5. PURCHASE BY A COMPANY
If the Purchaser is a company be aware that a company is a separate legal entity which stands apart and separate from its directors and shareholders.
Therefore, if you have not signed Personal Guarantees as the directors of the company (this will usually be on a separate annexure to the Contract) guaranteeing the company’s performance of its obligations under the Contract and there is only a small nominal deposit paid at that stage, then you may consider simply defaulting on your obligations under the Contract of Sale, forfeiting the deposit that has been paid and leave the Seller to consider whether they wish to pursue a company which probably has no other assets.
Directors of the company will need to take careful advice in these circumstances, as in some circumstances they may be personally liable where the company has been trading whilst insolvent or they may be guilty of misleading and deceptive conduct.
In many cases however the reality is that where the Buyer of a property is a company, there is a nominal deposit paid and there are no Personal Guarantees, Sellers will be very reluctant to take any action against a defaulting Buyer company .
6. PEST AND BUILDING REPORT
It is a standard provision in most Contracts of Sale for the purchase of a residential property, and even commercial properties, that the Contract is subject to a pest and building report from an Inspector of the Buyer’s choice.
There will often be something negative in the building report and you should carefully read the report in terms of the pest and building clause.
It may very well allow you the right to terminate the Contract of Sale because you are not satisfied with the contents of the report.
Beware the clauses that have been prepared by Real Estate Agents however which substantially water down your rights to terminate the Contract of Sale as they often go on to provide that the building defects must be structural (there are many serious building defects that are not structural) and the pest infestation must be manifest (what does that mean?).
It should also be appreciated that the standard finance clause utilised throughout the country provides that the Contract is subject to finance approval “on terms satisfactory to the Buyer”.

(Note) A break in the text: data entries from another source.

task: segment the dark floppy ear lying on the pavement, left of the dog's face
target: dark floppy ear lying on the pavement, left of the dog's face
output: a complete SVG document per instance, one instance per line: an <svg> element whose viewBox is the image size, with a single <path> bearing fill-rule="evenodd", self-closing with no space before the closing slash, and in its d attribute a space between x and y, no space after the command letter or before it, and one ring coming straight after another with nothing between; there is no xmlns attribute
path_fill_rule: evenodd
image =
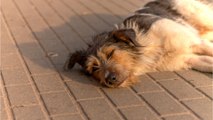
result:
<svg viewBox="0 0 213 120"><path fill-rule="evenodd" d="M74 67L75 63L78 63L82 67L85 66L86 62L86 52L85 51L76 51L69 55L69 58L64 64L64 70L70 70Z"/></svg>

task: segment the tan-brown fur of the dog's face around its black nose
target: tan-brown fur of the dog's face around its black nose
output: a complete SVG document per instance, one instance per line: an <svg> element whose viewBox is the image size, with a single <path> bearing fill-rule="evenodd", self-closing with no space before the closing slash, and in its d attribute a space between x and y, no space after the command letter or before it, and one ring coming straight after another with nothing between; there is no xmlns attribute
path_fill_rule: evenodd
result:
<svg viewBox="0 0 213 120"><path fill-rule="evenodd" d="M125 39L124 36L121 38ZM136 82L135 80L130 80L133 76L132 66L135 63L130 54L131 52L120 50L116 45L103 46L98 50L96 57L93 55L88 57L86 69L94 78L100 80L100 83L108 87L119 86L126 79L129 79L129 82ZM113 85L107 83L105 80L106 71L117 76L117 83Z"/></svg>

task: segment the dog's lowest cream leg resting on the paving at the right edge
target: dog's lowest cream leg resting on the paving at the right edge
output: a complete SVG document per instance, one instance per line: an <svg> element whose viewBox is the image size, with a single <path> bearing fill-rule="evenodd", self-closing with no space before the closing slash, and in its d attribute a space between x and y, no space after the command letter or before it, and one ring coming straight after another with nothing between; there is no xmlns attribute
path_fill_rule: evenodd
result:
<svg viewBox="0 0 213 120"><path fill-rule="evenodd" d="M187 64L201 72L213 72L213 57L210 56L191 56L187 60Z"/></svg>

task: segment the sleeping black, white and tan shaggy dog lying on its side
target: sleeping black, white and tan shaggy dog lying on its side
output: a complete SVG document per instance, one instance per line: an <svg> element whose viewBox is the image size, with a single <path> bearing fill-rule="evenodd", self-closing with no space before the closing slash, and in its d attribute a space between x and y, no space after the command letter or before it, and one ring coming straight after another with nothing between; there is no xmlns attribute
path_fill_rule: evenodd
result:
<svg viewBox="0 0 213 120"><path fill-rule="evenodd" d="M155 0L115 29L94 37L86 50L69 55L64 68L83 70L115 88L156 71L213 70L213 8L207 1Z"/></svg>

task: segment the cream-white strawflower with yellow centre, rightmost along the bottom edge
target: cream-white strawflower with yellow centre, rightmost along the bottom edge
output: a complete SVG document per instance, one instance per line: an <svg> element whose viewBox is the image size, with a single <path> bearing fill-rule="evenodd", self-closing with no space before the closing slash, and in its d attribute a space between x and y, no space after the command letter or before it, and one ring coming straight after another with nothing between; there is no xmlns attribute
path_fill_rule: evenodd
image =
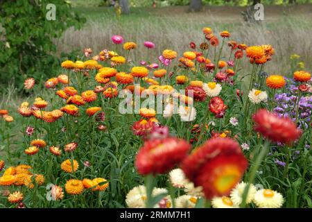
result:
<svg viewBox="0 0 312 222"><path fill-rule="evenodd" d="M284 198L277 191L260 189L254 194L253 201L259 208L279 208L283 205Z"/></svg>

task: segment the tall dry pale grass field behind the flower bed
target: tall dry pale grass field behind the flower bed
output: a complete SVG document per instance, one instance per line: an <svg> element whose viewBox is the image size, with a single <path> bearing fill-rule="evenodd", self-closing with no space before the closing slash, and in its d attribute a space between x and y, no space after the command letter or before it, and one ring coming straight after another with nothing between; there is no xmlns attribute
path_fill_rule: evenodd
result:
<svg viewBox="0 0 312 222"><path fill-rule="evenodd" d="M293 53L301 56L306 69L311 69L312 6L309 4L265 6L265 20L259 24L244 22L241 12L245 7L239 6L205 6L202 12L196 13L187 12L187 6L131 8L130 14L121 15L120 19L116 18L114 8L92 6L92 3L87 8L76 3L74 10L86 17L87 23L78 31L69 28L55 40L59 54L86 47L95 53L112 49L110 37L118 34L123 35L125 41L137 42L138 49L132 52L132 59L156 61L164 49L177 50L181 55L189 42L199 44L203 40L201 30L208 26L214 33L230 31L231 40L237 42L271 44L276 52L268 63L267 71L271 73L285 75ZM143 46L146 40L157 45L150 58L146 58Z"/></svg>

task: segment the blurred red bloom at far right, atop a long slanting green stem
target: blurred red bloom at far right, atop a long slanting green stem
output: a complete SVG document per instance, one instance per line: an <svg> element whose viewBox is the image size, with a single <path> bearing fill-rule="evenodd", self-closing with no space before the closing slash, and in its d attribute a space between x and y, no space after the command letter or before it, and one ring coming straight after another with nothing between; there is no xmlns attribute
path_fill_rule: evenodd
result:
<svg viewBox="0 0 312 222"><path fill-rule="evenodd" d="M302 134L290 118L278 117L277 114L270 113L268 110L259 110L252 119L256 123L254 130L274 142L291 144Z"/></svg>

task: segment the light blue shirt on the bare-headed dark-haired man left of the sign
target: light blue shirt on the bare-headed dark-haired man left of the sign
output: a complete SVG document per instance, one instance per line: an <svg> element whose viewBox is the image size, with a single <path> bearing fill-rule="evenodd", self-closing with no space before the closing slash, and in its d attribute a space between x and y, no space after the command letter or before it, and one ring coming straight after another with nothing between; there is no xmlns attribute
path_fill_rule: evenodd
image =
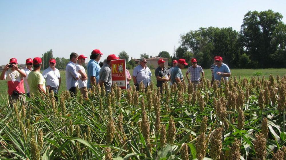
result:
<svg viewBox="0 0 286 160"><path fill-rule="evenodd" d="M67 90L71 89L72 87L78 86L78 80L80 74L76 71L76 64L72 61L67 63L65 67L65 83L67 86Z"/></svg>

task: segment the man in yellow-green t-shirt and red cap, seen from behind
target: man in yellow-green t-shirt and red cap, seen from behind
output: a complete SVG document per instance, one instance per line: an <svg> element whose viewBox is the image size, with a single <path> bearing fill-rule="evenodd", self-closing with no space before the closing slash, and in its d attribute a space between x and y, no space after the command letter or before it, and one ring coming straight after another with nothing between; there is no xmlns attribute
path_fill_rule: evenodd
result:
<svg viewBox="0 0 286 160"><path fill-rule="evenodd" d="M35 96L39 96L40 94L46 93L45 87L45 79L43 75L40 73L42 66L42 59L39 57L35 57L33 59L33 70L28 75L28 84L30 87L30 95L34 94Z"/></svg>

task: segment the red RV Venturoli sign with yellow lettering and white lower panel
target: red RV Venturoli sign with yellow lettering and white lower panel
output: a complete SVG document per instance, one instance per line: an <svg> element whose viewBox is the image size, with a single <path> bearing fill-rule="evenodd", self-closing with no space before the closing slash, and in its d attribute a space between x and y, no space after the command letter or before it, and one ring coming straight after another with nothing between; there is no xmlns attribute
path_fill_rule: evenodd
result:
<svg viewBox="0 0 286 160"><path fill-rule="evenodd" d="M112 85L114 85L114 83L117 83L117 86L121 89L127 89L125 59L112 60L110 66Z"/></svg>

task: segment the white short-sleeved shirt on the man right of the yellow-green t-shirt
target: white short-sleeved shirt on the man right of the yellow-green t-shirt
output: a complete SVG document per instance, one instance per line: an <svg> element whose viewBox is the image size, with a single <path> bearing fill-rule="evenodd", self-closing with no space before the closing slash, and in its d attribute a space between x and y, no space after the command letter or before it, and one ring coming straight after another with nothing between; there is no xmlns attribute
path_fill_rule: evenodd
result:
<svg viewBox="0 0 286 160"><path fill-rule="evenodd" d="M42 75L46 80L46 86L49 85L56 89L59 87L59 78L61 78L61 75L58 69L55 68L53 70L51 67L48 67L43 71Z"/></svg>

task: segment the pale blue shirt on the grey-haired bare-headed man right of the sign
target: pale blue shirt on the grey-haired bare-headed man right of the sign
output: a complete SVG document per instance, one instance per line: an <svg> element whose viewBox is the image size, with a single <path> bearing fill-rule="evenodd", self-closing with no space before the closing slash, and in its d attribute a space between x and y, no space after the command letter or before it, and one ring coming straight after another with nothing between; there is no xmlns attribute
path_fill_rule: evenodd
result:
<svg viewBox="0 0 286 160"><path fill-rule="evenodd" d="M142 67L142 65L137 65L137 67L135 67L133 69L133 73L132 75L134 77L136 77L137 83L140 84L141 81L144 83L145 87L147 87L147 85L150 85L151 83L151 76L152 73L150 71L150 69L147 67L145 67L145 69Z"/></svg>

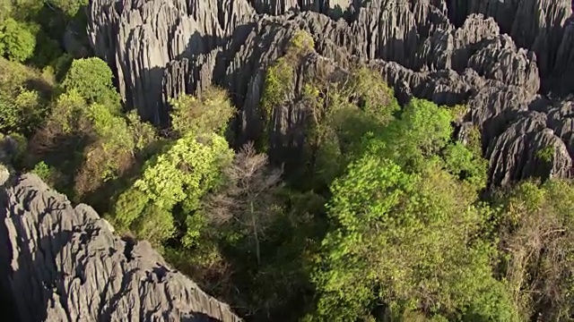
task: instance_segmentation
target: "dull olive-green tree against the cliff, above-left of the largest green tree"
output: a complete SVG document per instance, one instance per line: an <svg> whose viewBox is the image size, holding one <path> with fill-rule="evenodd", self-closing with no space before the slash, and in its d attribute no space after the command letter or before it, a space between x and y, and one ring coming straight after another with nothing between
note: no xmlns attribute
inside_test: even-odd
<svg viewBox="0 0 574 322"><path fill-rule="evenodd" d="M303 98L311 120L306 133L309 172L319 189L361 157L361 138L366 133L385 129L399 110L393 90L380 73L365 67L344 77L316 76L306 84Z"/></svg>

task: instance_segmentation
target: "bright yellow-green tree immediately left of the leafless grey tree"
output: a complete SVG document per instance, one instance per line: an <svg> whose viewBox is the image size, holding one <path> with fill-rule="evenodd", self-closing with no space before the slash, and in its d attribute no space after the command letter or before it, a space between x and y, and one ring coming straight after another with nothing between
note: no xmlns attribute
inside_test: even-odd
<svg viewBox="0 0 574 322"><path fill-rule="evenodd" d="M188 134L147 163L140 179L119 196L111 215L113 220L120 229L162 242L174 233L171 209L181 204L185 212L183 220L188 224L183 242L194 245L204 225L194 217L201 216L195 214L200 200L219 183L222 167L228 165L232 157L232 150L221 136ZM145 218L149 219L152 214L164 217L157 223L166 226L156 227L159 231L151 230L153 227L146 224Z"/></svg>

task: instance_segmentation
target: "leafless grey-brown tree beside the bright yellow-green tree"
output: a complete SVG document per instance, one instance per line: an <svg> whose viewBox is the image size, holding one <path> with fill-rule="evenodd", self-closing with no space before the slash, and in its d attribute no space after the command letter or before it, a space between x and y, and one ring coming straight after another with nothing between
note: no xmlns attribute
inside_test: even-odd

Therefore, even if the loan is approved, if it is not on terms satisfactory to the Buyer eg. the interest rate is too high or the repayment schedule too long or the fees and charges excessive, the Buyer can terminate the Contract of Sale.
Beware however if you have obtained a “pre approval” letter and the approval comes through on the same terms as the pre approval.
It would be very difficult in those circumstances for you to argue that you are not satisfied with the terms of a finance approval that you had already obtained before entering into the Contract.
The most vulnerable group in the community who fall into this trap are in my experience the young testosterone filled males who are so proud and boastful of their ability to obtain pre-approval of finance that they can’t contain themselves or stop bragging about this fact to the Agent at the time of negotiating the Contract.
An astute Agent will take advantage of this human failing and quietly take a copy of the pre-approval letter. So for the young males who are reading this article, keep your ego in check.
Sellers might be also interested to know that under most standard finance clauses if the Buyer does not advise them in writing within the finance approval period that they have either obtained finance or not or they waive the benefit of the finance clause, the Seller can after the expiration of that period themself terminate the Contract.
8. POST SCRIPT
If after making it all the way to the end of this article you feel that property investment is no longer your cup of tea and is not for you because there are just too many loopholes and risks, then think of it this way.
Property investment may very well be the road to ruin – but at least it is the scenic route.